A compound document object must implement the IPersistStorage or, optionally, IPersistStream interfaces to manage its own storage. A container used to create compound documents must supply the IStorage interface, through which objects store and retrieve data. Containers almost always provide instances of IStorage obtained from OLE's Compound Files implementation. Containers must also use an object's IPersistStorage and/or IPersistStream interfaces.

Uniform Data Transfer

Applications that support compound documents must implement IDataObject because embedded objects and linked objects begin as data that has been transferred using special OLE clipboard formats, rather than standard Microsoft Windows clipboard formats. In other words, formatting data as an embedded or linked object is simply one more option provided by OLE's uniform data transfer model.

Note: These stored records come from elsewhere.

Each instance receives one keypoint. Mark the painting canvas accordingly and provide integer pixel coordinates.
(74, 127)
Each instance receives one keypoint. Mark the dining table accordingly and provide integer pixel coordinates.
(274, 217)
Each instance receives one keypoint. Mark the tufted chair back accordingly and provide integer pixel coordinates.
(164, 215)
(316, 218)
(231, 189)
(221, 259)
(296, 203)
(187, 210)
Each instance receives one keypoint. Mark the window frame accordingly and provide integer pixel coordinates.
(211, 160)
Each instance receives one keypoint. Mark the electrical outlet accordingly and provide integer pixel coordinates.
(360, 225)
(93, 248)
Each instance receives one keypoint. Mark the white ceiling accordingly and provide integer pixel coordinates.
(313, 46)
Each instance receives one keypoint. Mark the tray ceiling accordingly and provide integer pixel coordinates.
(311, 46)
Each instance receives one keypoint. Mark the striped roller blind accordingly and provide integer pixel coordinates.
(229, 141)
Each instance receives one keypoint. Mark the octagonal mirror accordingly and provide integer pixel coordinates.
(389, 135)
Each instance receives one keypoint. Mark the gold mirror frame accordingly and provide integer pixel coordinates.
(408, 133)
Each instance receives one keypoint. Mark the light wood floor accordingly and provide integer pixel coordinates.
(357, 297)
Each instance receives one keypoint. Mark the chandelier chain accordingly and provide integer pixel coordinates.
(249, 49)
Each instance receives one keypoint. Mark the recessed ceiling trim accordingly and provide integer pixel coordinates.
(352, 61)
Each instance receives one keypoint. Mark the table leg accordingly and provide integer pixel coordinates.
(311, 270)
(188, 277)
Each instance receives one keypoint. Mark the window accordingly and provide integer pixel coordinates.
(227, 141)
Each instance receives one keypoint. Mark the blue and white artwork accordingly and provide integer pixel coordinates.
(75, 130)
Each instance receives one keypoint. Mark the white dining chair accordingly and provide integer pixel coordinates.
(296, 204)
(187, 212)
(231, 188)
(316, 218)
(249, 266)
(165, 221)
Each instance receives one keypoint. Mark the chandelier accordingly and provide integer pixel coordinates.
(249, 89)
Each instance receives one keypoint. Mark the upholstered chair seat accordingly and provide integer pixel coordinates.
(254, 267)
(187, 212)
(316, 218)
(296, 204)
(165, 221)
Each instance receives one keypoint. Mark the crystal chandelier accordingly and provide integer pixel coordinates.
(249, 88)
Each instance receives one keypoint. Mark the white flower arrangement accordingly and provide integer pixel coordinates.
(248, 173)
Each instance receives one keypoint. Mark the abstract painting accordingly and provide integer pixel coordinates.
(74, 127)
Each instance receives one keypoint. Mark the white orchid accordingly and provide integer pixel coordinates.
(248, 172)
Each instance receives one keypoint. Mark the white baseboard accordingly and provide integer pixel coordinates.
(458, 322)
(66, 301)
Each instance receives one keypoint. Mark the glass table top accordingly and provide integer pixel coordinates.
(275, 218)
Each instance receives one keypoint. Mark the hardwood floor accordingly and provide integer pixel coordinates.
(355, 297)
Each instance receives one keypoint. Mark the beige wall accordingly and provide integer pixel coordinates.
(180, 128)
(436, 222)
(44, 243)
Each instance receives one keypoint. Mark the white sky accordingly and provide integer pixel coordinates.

OLE's compound document technology benefits both software developers and users alike. Instead of feeling obligated to cram every conceivable feature into a single application, software developers are now free, if they like, to develop smaller, more focused applications that rely on other applications to supply additional features. In cases where a software developer decides to provide an application with capabilities beyond its core features, the developer can implement these additional services as separate DLLs, which are loaded into memory only when their services are required. Users benefit from smaller, faster, more capable software that they can mix and match as needed, manipulating all required components from within a single master document.